Ora, chi sa di non sapere è il più grande sapiente o il più promettente degli eruditi? Forse entrambe le cose, perché erudizione e sapienza, conoscenza e illuminazione si intrecciano come gemelli eterozigoti che a volte litigano e paiono alternativi, altre volte irradiano la loro complementarietà.

“Erudito”, per esempio, nella sua forma grammaticale evoca un participio passato: l’erudito è tale per aver studiato e imparato molto in un passato più o meno recente. Il sapere degli antichi si è sedimentato nella scrittura, risuscita in ogni epoca con la lettura, si dipana nelle lezioni e per sua stessa natura si impoverisce se gli viene a mancare questo continuo accrescimento. Sovente ha anche ascoltato, ma solo qualcuno che riteneva più erudito di sé: un maestro, un anziano, oppure anche una persona più giovane, a condizione che fosse ricca di conoscenze in altri campi del sapere. Il suo patrimonio è cresciuto e cresce per addizione e gli fornisce un bagaglio di conoscenze utilizzabili in caso di bisogno ma a condizione di mantenerle aggiornate.

“Sapiente”, invece, è un participio presente e, paradossalmente, rimanda più a un discernimento che a un “sapere” o, se si preferisce, a un saper discernere nell’oggi cosa davvero conta. La dote del sapiente si arricchisce per sottrazione: come uno scultore, elimina il superfluo, va all’essenziale, coglie il tutto nel frammento. La sapienza è un’arte che si nutre di ascolto prima che di studio: ma ascolto degli altri nella loro quotidianità, ascolto delle loro gioie e delle loro sofferenze, ascolto di ciò che arde inespresso nel cuore, di ciò che si nasconde dietro atteggiamenti e parole di superficie. Questo ascolto cordiale e partecipe aiuta a lasciar cadere le parole inutili e abitua l’orecchio a percepire voci, suoni e armonie anche quando si presentano del tutto inattese e in circostanze inedite. Se erudizione è rielaborazione feconda del già scritto, sapienza è ascolto attento del non detto.

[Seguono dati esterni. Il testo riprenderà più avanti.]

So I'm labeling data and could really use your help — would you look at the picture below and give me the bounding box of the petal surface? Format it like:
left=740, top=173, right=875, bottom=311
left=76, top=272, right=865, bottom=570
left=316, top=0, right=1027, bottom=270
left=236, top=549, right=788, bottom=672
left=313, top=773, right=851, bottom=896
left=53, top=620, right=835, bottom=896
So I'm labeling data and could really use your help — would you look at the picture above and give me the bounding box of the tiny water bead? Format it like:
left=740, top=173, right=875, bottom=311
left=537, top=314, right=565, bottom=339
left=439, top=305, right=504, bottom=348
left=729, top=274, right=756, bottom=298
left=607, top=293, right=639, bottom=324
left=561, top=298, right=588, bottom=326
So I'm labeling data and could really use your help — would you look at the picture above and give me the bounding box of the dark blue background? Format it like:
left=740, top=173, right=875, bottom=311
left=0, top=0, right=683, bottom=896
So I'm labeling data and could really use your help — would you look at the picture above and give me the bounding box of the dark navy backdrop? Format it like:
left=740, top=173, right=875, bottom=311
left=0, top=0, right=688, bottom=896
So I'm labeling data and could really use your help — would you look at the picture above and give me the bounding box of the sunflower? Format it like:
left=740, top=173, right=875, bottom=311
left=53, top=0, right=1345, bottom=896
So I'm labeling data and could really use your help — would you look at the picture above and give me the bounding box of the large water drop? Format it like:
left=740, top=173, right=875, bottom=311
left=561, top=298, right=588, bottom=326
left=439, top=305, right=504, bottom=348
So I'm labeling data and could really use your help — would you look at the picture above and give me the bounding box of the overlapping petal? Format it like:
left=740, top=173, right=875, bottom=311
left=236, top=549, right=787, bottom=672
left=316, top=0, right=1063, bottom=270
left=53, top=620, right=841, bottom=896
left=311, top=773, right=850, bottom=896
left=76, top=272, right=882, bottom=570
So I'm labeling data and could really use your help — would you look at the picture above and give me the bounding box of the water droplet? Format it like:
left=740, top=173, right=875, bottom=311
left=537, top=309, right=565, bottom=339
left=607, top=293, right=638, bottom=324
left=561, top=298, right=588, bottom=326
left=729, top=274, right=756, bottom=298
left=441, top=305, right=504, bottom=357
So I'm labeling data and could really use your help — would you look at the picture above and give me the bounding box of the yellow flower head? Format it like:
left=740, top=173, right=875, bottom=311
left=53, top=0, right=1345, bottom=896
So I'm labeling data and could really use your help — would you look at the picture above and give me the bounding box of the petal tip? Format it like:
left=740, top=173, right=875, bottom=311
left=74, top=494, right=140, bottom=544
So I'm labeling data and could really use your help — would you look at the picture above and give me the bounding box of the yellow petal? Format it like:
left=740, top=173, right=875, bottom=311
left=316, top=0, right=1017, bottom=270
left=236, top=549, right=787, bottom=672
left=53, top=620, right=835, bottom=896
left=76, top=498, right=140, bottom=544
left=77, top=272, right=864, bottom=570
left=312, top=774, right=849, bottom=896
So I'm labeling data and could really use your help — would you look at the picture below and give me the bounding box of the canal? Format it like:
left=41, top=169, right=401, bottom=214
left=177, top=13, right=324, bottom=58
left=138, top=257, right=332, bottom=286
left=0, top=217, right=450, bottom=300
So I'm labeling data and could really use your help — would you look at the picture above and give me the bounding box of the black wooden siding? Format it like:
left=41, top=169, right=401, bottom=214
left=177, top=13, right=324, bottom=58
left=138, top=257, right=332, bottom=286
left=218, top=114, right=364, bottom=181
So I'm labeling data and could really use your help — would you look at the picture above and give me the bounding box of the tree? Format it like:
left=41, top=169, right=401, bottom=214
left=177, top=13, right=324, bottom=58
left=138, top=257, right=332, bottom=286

Eppure sia sapienza che erudizione richiedono tempo, fatica, esercizio: e se a volte un cervello prodigioso può bruciare le tappe nell’accumulare apprendimento, più difficilmente l’intuizione del sapiente può fare a meno degli anni che passano e che consentono di ascoltare più persone, dando loro tutto il tempo per esprimersi nella loro diversità e complessità, nei giorni bui e in quelli luminosi, come anche in quelli banalmente grigi. Non a caso, nell’antichità la sapienza era accostata all’anzianità e persone sapienti già da giovani – come il biblico re Salomone oppure il profeta Daniele a Babilonia – erano considerate eccezioni suscitate da un intervento divino.

Albert Einstein arrivò a dire che per essere sapienti non basta la ricerca scientifica, serve una fiducia profonda, occorre saper assumere ogni giorno le proprie responsabilità di fronte agli altri, essere capaci di esercitare la libertà, senza mendicarla o attendere che ci sia elargita. In questo cammino, avere accanto un sapiente, poter essere coinvolti nella sua vita, più ancora che poterlo ascoltare, è un’avventura straordinaria, perché solo chi è sapiente sa insegnare ed educare come atto amoroso: allora si impara ad ascoltare il silenzio, a comunicare con tutte le creature animate e inanimate, si conosce la solidarietà profonda che regna nell’universo, si discerne la presenza di quella sapienza personificata cui la bibbia dedica un libro intero per cantarla come “architetto” che plasma l’universo ed è capace di danzare e giocare con l’umanità, invitandola a un banchetto imbandito e rallegrato dal vino della gratuità e della condivisione.